Core Concepts
LEME, a new open-source large language model specifically trained on a vast dataset of ophthalmology-related text, outperforms existing general and medical LLMs in various tasks, showing promise for revolutionizing clinical workflows and research in eye care.
Stats
LEME was fine-tuned on a corpus of ~127,000 non-copyrighted training instances.
The training data was curated from ophthalmology-specific case reports, abstracts, and open-source study materials.
The study benchmarked LEME against eight other LLMs, including GPT-3.5, GPT-4, three Llama2 models (7B, 13B, 70B), PMC-LLAMA 13B, Meditron 70B, and EYE-Llama.

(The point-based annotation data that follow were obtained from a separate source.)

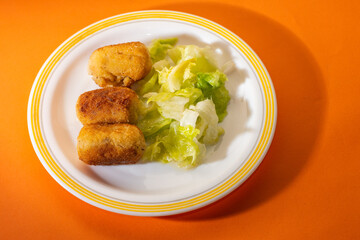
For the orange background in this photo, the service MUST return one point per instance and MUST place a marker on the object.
(308, 186)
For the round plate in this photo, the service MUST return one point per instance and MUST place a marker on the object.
(151, 189)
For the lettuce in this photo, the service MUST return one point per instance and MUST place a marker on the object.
(212, 85)
(183, 100)
(159, 47)
(177, 144)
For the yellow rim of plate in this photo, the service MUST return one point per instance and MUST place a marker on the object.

In internal validations, LEME achieved Rouge-L scores of 0.20 ± 0.03 in abstract completion, 0.82 ± 0.04 in fill-in-the-blank, and 0.22 ± 0.05 in short-answer QA.
In external validations, LEME excelled in long-form QA with a Rouge-L of 0.19 ± 0.01, ranked second in MCQ accuracy (0.68 ± 0.09), and scored highest in EHR summarization and clinical QA (ranging from 4.24 to 4.83 out of 5 for correctness, completeness, and readability).
Quotes
"LEME's emphasis on robust fine-tuning and the use of non-copyrighted data represents a breakthrough in open-source ophthalmology-specific LLMs, offering the potential to revolutionize execution of clinical tasks while democratizing research collaboration."
"LEME signifies a significant breakthrough in the field, with the potential to transform patient query services, clinical workflows, and the delivery of eye care services."